$3,000
Estimate: $6,000 - $8,000
Auction: December 10, 2018 2:00:00 PM EDT
Maple, leather.
H: 26 1/2, W: 15, D: 26 1/2 in.Provenance: Brimfield Antiques Flea Market, Brimfield, Massachusetts
Acquired from the above, May, 2018
Private Collection, New York State
LOT ESSAY:
"Education, I feel, is of no value if it destroys the spirit and character of the child." -Wharton Esherick
In 1924, Wharton Esherick created a prototype for a child's chair, now in the permanent Collection of the Wharton Esherick Museum, of which he would make six the following year. These chairs were made in lieu of tuition payment for his then 9-year-old daughter Mary, to accompany her to the newly minted progressive school for children in Croton, New York, known as the Hessian Hills School. In the fall of 1930 the School suffered a fire which took with it the chairs Esherick had delivered in 1925. Funded by insurance money, Esherick made fifteen replacement chairs in 1931.
Around the time Esherick completed his chairs, William Lescaze and George Howe were selected to design a new school building. The outfitting of the classrooms with tubular chrome furniture may have led Esherick's chairs to find new homes or uses. Three of the Hessian Hills School chairs are known to be extant, the present lot and two others in the permanent Collection of the Modernism Museum Mount Dora.

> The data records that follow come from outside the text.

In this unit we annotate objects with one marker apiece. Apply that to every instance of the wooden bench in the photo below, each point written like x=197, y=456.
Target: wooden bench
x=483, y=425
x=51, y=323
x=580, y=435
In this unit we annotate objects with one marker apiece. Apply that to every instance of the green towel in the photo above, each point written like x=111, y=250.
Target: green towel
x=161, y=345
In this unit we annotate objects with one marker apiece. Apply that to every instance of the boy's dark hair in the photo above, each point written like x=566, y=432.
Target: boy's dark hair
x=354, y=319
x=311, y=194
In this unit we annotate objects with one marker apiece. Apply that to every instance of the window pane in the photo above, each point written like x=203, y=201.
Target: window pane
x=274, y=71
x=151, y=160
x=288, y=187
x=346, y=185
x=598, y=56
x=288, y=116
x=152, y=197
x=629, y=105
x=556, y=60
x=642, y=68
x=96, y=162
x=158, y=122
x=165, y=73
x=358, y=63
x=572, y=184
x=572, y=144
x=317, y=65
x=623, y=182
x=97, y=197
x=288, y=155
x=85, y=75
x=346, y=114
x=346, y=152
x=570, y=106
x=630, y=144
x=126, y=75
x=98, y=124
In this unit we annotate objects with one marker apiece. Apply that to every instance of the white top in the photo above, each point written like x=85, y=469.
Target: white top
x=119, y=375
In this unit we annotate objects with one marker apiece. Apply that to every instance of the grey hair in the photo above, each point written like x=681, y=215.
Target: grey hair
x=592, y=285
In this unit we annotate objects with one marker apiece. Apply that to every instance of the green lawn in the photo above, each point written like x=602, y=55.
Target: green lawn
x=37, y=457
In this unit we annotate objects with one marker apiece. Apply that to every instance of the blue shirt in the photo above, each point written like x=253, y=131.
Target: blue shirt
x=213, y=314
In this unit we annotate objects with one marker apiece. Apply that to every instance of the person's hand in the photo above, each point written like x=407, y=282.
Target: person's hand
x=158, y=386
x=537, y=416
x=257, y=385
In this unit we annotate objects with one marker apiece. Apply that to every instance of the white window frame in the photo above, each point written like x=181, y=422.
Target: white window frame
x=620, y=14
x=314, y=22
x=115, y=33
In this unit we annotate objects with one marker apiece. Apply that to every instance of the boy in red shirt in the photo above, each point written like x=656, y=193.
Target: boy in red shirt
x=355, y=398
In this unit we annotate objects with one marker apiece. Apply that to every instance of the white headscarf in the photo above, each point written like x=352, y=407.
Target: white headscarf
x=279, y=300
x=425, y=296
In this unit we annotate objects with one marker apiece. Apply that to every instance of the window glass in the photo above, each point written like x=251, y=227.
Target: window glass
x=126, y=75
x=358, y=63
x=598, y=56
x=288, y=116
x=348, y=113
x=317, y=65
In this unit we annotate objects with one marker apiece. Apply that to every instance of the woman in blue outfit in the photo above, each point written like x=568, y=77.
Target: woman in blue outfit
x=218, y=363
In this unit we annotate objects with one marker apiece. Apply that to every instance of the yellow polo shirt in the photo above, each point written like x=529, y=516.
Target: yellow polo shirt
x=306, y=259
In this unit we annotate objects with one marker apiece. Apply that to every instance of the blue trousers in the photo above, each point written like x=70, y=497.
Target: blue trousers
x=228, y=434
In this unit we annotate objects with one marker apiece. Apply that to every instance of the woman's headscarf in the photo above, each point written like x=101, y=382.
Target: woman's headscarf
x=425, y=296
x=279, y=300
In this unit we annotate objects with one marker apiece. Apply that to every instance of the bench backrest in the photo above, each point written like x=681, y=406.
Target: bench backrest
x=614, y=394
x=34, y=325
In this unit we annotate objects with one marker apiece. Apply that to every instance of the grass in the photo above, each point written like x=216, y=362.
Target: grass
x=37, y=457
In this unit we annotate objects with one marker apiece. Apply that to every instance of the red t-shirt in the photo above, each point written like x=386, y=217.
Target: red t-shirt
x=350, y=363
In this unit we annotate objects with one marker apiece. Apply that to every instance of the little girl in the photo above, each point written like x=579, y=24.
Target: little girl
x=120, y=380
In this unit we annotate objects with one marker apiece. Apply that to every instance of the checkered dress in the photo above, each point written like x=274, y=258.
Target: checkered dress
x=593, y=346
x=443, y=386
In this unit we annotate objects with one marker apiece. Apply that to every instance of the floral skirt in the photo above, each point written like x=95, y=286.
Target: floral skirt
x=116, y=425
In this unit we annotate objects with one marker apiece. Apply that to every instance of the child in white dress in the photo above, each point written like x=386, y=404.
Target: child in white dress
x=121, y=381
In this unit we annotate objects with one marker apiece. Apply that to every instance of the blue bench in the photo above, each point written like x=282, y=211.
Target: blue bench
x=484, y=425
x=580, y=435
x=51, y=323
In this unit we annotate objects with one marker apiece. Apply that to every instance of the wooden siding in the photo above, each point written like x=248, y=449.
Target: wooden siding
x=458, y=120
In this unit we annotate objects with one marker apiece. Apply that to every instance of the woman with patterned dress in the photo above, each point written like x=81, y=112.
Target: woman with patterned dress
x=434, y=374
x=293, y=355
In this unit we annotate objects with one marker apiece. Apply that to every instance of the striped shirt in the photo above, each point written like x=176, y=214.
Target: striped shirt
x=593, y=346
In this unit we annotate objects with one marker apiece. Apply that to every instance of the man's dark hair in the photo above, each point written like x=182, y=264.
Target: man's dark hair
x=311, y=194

Another example of the chair, made at the same time for Helene Koerting Fischer, is now in the Collection of Mansfield (Bob) Bascom.
LITERATURE:
Homes of the Master Wood Artisans, Skinner and Whitsitt, p. 40 (for an illustration of the 1924 prototype for this chair in the permanent Collection of the Wharton Esherick Museum.)
Wharton Esherick and the Birth of the American Modern, Eisenhauer and Farrington, pp. 108-109
Wharton Esherick: The Journey of a Creative Mind, Bascom, pp. 66, 101, 120
NOTE:
We would like to thank Mark Sfirri for his review and assistance in the cataloguing of this lot.
This lot is accompanied by photocopies from Wharton Esherick's ledger book reflecting the order for these chairs.